For me Winter is soup weather and there is nothing like a bowl of soup shared with friends and family on a cold night. Chicken soup is such a classic and I think I have found the perfect recipe. 

Chicken Soup

This doesn't have onion in it as my youngest sister is on a variation of the low FODMAP diet but I am sure you could add them in. Also I don't really use measurements but I try to have an equal amount of each veggie, so aim for around 1 cup of each finely chopped and go from there. Feel free to mix and match the veggies according to what you have on hand.

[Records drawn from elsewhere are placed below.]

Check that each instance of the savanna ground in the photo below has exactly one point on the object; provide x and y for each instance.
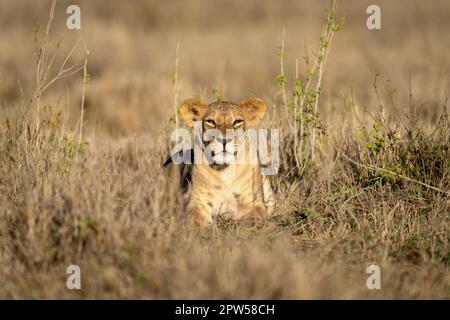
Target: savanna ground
(365, 166)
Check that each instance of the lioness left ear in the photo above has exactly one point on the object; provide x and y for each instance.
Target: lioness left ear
(192, 110)
(253, 110)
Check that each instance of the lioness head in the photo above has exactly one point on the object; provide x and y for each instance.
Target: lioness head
(222, 122)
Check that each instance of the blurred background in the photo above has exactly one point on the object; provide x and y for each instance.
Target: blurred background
(230, 46)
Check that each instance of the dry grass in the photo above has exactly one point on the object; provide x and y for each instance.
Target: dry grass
(376, 192)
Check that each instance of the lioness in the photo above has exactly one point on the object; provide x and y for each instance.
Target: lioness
(219, 184)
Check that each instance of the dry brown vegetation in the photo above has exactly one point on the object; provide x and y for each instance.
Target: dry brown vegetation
(376, 192)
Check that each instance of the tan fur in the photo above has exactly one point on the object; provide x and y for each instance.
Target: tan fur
(236, 189)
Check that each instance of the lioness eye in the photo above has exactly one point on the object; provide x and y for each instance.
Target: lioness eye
(210, 123)
(238, 123)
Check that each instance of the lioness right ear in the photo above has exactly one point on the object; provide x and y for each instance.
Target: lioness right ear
(192, 110)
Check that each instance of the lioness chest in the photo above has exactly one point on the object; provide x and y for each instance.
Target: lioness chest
(234, 190)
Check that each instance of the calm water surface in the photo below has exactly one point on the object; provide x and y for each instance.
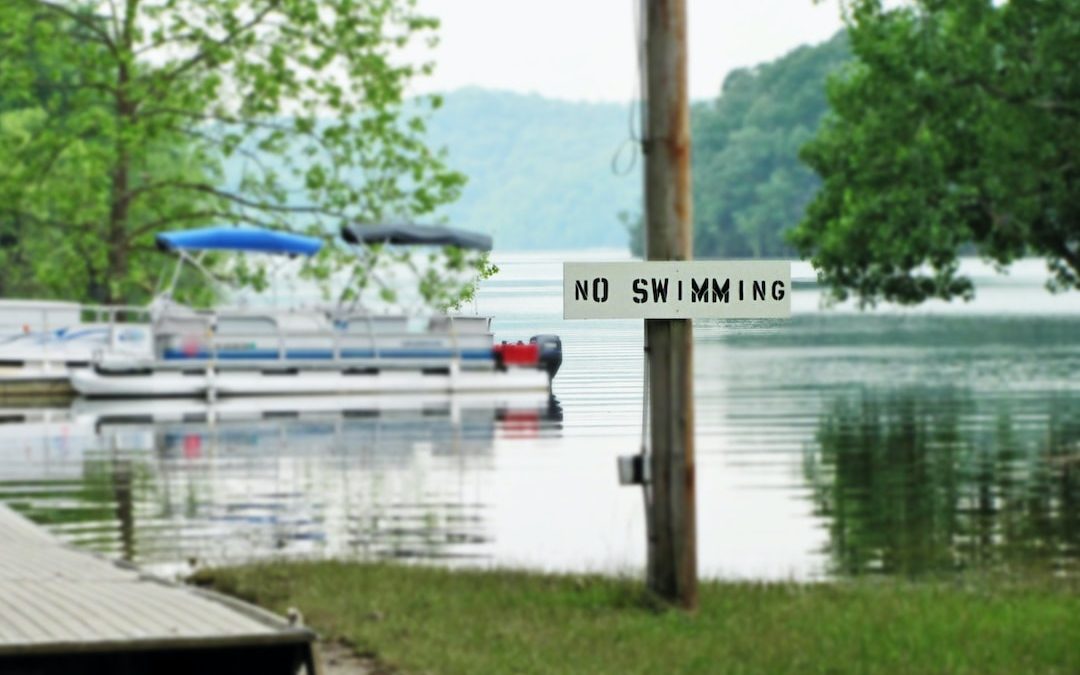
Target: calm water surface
(834, 444)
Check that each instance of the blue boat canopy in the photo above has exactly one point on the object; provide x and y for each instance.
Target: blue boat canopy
(247, 239)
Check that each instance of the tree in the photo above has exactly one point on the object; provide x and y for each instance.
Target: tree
(748, 185)
(956, 129)
(151, 115)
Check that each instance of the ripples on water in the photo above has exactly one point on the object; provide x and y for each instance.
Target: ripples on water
(833, 444)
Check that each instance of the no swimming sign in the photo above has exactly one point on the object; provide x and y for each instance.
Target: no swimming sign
(677, 289)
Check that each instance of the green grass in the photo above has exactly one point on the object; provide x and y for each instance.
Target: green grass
(430, 620)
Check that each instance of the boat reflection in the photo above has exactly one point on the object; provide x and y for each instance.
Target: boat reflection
(172, 484)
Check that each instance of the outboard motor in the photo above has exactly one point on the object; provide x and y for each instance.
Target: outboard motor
(551, 352)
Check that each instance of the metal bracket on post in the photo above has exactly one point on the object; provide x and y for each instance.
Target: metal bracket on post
(634, 470)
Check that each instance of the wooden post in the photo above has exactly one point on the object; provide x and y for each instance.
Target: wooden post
(673, 549)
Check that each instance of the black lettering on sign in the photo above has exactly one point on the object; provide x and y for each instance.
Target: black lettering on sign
(778, 291)
(758, 289)
(580, 289)
(699, 294)
(720, 294)
(659, 289)
(599, 289)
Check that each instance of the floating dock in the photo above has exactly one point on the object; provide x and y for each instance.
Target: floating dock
(64, 610)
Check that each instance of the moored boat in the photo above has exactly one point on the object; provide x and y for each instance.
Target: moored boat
(239, 351)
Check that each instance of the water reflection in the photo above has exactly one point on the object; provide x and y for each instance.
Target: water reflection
(918, 481)
(186, 483)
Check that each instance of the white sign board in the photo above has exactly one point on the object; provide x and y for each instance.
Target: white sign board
(677, 289)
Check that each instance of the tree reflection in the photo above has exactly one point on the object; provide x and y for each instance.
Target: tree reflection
(922, 481)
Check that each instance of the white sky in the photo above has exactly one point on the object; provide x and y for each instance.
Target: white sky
(583, 50)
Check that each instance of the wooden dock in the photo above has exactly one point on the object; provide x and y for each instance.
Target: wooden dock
(69, 611)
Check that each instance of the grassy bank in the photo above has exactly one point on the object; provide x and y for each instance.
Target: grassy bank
(424, 620)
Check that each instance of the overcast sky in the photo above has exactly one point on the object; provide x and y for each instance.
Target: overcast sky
(583, 50)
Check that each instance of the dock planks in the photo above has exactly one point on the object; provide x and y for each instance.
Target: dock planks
(66, 610)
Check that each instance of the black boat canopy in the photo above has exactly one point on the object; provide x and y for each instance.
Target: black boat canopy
(415, 234)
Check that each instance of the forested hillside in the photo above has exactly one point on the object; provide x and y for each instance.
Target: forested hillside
(539, 171)
(748, 184)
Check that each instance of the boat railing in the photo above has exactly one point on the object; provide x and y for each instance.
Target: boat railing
(336, 336)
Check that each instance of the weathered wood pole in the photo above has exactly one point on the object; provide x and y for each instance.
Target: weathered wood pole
(673, 545)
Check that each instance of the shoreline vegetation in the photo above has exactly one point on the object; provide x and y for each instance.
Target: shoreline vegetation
(417, 619)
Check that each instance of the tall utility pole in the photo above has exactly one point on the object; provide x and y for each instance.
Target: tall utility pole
(673, 543)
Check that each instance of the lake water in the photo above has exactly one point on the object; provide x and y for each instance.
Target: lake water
(837, 443)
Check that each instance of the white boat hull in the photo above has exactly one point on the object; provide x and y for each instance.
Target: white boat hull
(95, 383)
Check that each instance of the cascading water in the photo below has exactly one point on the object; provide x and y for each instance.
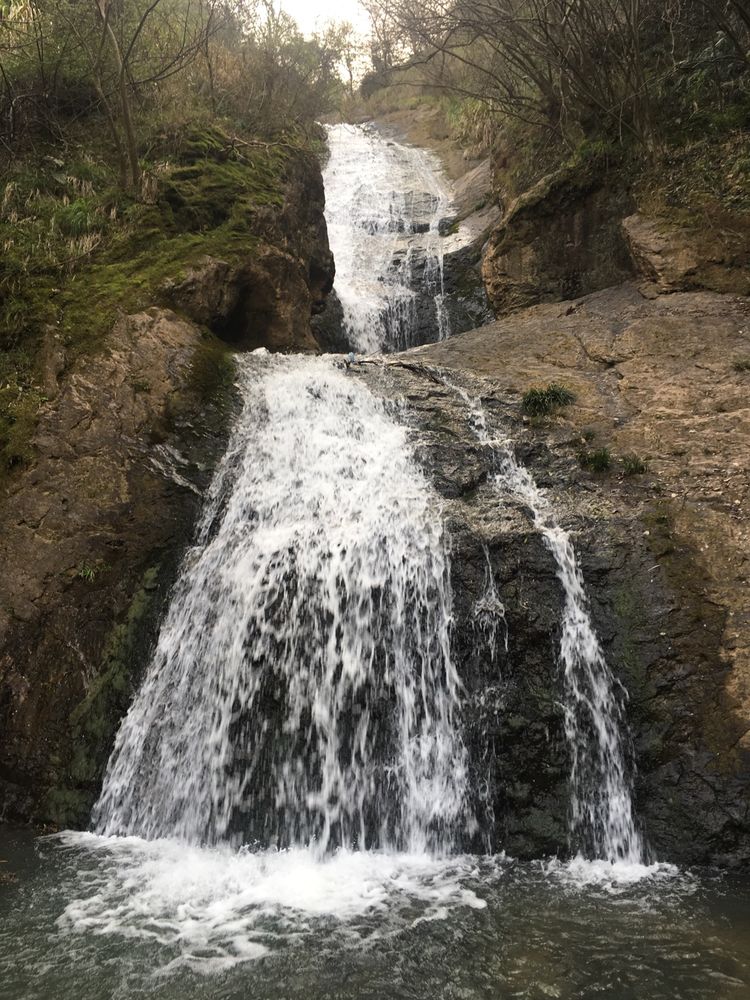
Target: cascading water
(602, 818)
(302, 690)
(384, 204)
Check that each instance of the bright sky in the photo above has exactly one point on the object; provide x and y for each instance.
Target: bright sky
(311, 15)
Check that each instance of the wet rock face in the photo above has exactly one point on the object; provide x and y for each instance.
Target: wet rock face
(91, 535)
(90, 538)
(663, 628)
(270, 298)
(672, 258)
(559, 240)
(506, 623)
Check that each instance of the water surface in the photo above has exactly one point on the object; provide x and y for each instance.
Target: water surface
(87, 918)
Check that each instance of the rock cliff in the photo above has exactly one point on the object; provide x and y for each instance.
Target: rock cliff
(664, 545)
(91, 533)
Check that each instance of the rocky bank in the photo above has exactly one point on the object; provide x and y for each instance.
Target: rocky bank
(91, 533)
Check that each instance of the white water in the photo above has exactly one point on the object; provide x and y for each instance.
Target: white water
(384, 203)
(302, 695)
(215, 908)
(602, 820)
(302, 691)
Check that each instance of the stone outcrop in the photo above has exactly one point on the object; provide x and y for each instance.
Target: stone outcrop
(559, 240)
(674, 258)
(268, 297)
(92, 533)
(665, 554)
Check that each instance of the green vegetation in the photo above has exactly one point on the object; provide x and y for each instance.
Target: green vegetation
(95, 719)
(134, 140)
(633, 465)
(599, 460)
(543, 402)
(89, 571)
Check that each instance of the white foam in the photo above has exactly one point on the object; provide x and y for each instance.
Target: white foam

Serves 5 with enough for seconds and leftovers

  • 1 zucchini 
  • 2 carrots 
  • 2-3 sticks of celery 
  • 1 cup of mushrooms 
  • 1 cup of frozen corn 
  • Few cloves of garlic 
  • Good amount of either baby spinach or silver beet. 
  • 1.5kgs of chicken thigh fillets 
  • good shake of dried Italian herbs 
  • 4 chicken stock cubes 
  • Squeeze of balsamic vinegar glaze (you could just use normal balsamic vinegar)
  • Olive oil
  • Spaghetti broken (optional)

  1. Finely chop all the veggies and garlic, minus the corn. Set aside the baby spinach/silver beet.
  2. In a pot put a few glugs of oil and throw in the veggies (except the baby spinach/silver beet)cook on medium heat for 10 minutes until the celery is translucent then add in the herbs and balsamic and cook for a further 5 minutes to get things really caramelised.
  3. Add in the chicken thighs stirring to get them coated. 
  4. Add in the 4 stock cubes followed by 3 litres of water.
  5. Bring to a boil and then cover and simmer for between 1 - 1.5 hours 
  6. Remove the chicken and shred it (it should happen really easily)
  7. Return chicken and then bring the soup back up to a boil and add in the broken spaghetti if using and baby spinach/silver beet. 
  8. Once spaghetti and/or baby spinach/silver beet is cooked, serve with bread if you desire.